Flat connections at infinity on knot surgery manifolds
Aditya Dwivedi, Archana Maji, Dmitry Noshchenko, Ramadevi Pichai
TL;DR
This work investigates flat connections at infinity in $ m SL(2,\mathbb{C})$ Chern-Simons theory on 3-manifolds obtained by knot surgeries, linking their existence to resurgence and non-perturbative path integrals. It develops two counting frameworks—one via Wirtinger presentations of knot groups and another via a degree-theory map tied to the $A$-polynomial and Dehn-filling constraints—to enumerate asymptotic ends and compute their Chern-Simons invariants. Applying these methods to rational surgeries on torus, twist, and double-twist knots, the authors demonstrate abundant flat connections at infinity, provide explicit CS data, and validate the results against plumbing-graph techniques where possible.
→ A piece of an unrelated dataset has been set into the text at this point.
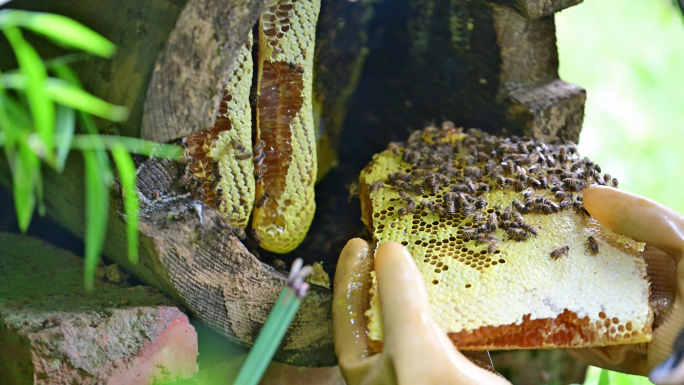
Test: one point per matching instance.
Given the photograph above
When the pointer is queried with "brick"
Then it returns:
(53, 331)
The findings illuminate how flat connections at infinity could influence non-perturbative contributions and resurgent structures in complex Chern-Simons theory, and point toward a richer, systematic treatment of non-perturbative effects in 3d-3d and $\widehat{Z}$-invariants frameworks.
Abstract
$\rm SL(2,\mathbb{C})$ Chern-Simons theory on a closed 3-manifold is one of the most interesting, yet tractable examples of a QFT. On one hand, its non-perturbative structure is not yet fully understood; on the other, the mathematical structure turns out to be very rich. In this work we explore the new phenomenon of flat connections at infinity on various knot surgery manifolds. Such flat connections can be understood as asymptotic ends in the non-compact moduli space of flat $\rm SL(2,\mathbb{C})$ connections. We focus on the examples of $\pm 1/r$-surgeries on torus, twist and some double twist knot complements in $S^3$. Surprisingly, our findings suggest that flat connections at infinity are abundant even for simple low-crossing knot surgeries. We therefore believe that their presence would shed light on the resurgent nature of the path integral.